On paper, Lock Up looks like a killer band. And it should be, in whichever of its four incarnations (so far) that you choose. It should add up to a sum greater than its parts, some grindcore Voltron. But in practice, its mathematics are less the sum of its parts than sort of the mean of them…
Formed in 1998 as a side project of Napalm Death’s Shane Embury and then-Napalm guitarist Jesse Pintado, with journeyman drummer Nick Barker and Hypocrisy mainstay Peter Tägtgren, the first version of Lock Up spit forth the pleasurable enough Pleasures Pave Sewers. That one set the tone for all that’s come after: modern Napalm-ish death / grind, but lacking the passion and the personality. A switch to At The Gates / Disfear frontman Tomas Lindberg for 2002’s Hate Breeds Suffering fared only a little better – that album remains Lock Up’s best, and it’s still nothing overly amazing. A few years thereafter, Pintado tragically passed away, and Lock Up laid dormant until 2011’s Necropolis Transparent, which featured new guitarist Anton Reisenegger (of Chile’s oft-underrated Pentagram). Necropolis was another solid slice of death / grind, and again, nothing particularly distinctive.
So here’s the fourth Lock Up album, and guess what? It’s a Lock Up album. And now with yet another new vocalist, in former Brutal Truth-er Kevin Sharp…
Like the three before it, it’s a fun and ultimately disposable death / grind record, with a couple of standout tracks and a whole lot of blasting and carving riffs that feed the hunger in the moment, and yet never achieve the greatness of any of the primary bands of anyone involved. Still, there’s plenty enough merit in “Demons Raging,” with its tight riffing and some hardcore grooves, and in the almost blackened dissonant bits of “The Plague That Stalks The Darkness” (and that one adds another pit-stoking breakdown), or in the relentless pace of “Mind Fight.” Demonization’s finest moment comes in its least ordinary – perhaps echoing the industrialized experimental aspect of the titular song on Napalm Death’s Apex Predator, “Demonization” fades in with echoed drums, guitar feedback, and a feel completely different than the remainder of the album.

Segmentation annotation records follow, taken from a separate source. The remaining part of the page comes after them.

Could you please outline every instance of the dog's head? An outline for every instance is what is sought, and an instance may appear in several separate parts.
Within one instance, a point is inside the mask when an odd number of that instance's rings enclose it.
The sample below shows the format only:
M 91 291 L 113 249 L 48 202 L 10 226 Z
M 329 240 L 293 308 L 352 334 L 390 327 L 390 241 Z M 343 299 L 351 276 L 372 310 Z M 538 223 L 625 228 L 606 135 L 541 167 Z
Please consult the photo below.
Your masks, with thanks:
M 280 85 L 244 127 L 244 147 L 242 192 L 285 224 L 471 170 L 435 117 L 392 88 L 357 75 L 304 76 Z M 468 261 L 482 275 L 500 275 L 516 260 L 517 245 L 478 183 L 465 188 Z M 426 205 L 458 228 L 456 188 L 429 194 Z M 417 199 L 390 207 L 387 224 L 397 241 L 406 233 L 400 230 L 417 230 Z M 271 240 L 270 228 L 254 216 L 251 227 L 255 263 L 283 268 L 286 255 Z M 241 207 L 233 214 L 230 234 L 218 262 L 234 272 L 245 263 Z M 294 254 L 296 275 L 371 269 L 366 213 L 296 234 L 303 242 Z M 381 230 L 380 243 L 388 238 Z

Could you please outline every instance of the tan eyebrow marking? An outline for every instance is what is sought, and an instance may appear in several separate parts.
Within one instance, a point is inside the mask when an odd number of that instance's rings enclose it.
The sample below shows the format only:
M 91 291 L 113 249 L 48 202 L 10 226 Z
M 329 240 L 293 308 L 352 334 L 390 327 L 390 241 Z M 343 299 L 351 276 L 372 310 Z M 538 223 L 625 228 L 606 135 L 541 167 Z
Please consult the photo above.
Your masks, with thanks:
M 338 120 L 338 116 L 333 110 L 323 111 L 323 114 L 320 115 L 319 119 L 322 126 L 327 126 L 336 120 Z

It’s the only moment on Demonization that breaks from the expected, and it’s also (or perhaps, consequently) the most interesting track on hand.
Of course, given the pedigrees of everyone involved, and the three Lock Up albums prior, it should be little surprise that Demonization is produced and performed very capably. Barker makes blasting sound easy, his high tom rolls perforating the beat with the occasional break in the maelstrom; Reisenegger’s guitar is sharp, and of course, Embury’s bass is gnarled, distorted, and biting. Sharp spits and screams here in the same manner as elsewhere – Primate, Venomous Concept, whichever other project… It’s not that Lock Up isn’t a collection of great musicians – it’s more that it feels very much like the side project it is. It’s fun, but it’s no one’s favorite band, on either end of the creator-listener divide.
So all that to say this: It’s Lock Up; it’s here for a good time; and if you liked any of the first three, here’s another variation on that theme. If you’re into the whole death / grind mash-up, if sharp riffing and blast beats are your thing, and you’re not super-picky about the whole of it being anything more than a B-grade version of at least a few of the members’ better-known outlets, then Demonization is absolutely an entertaining way to spend forty-one minutes of your day.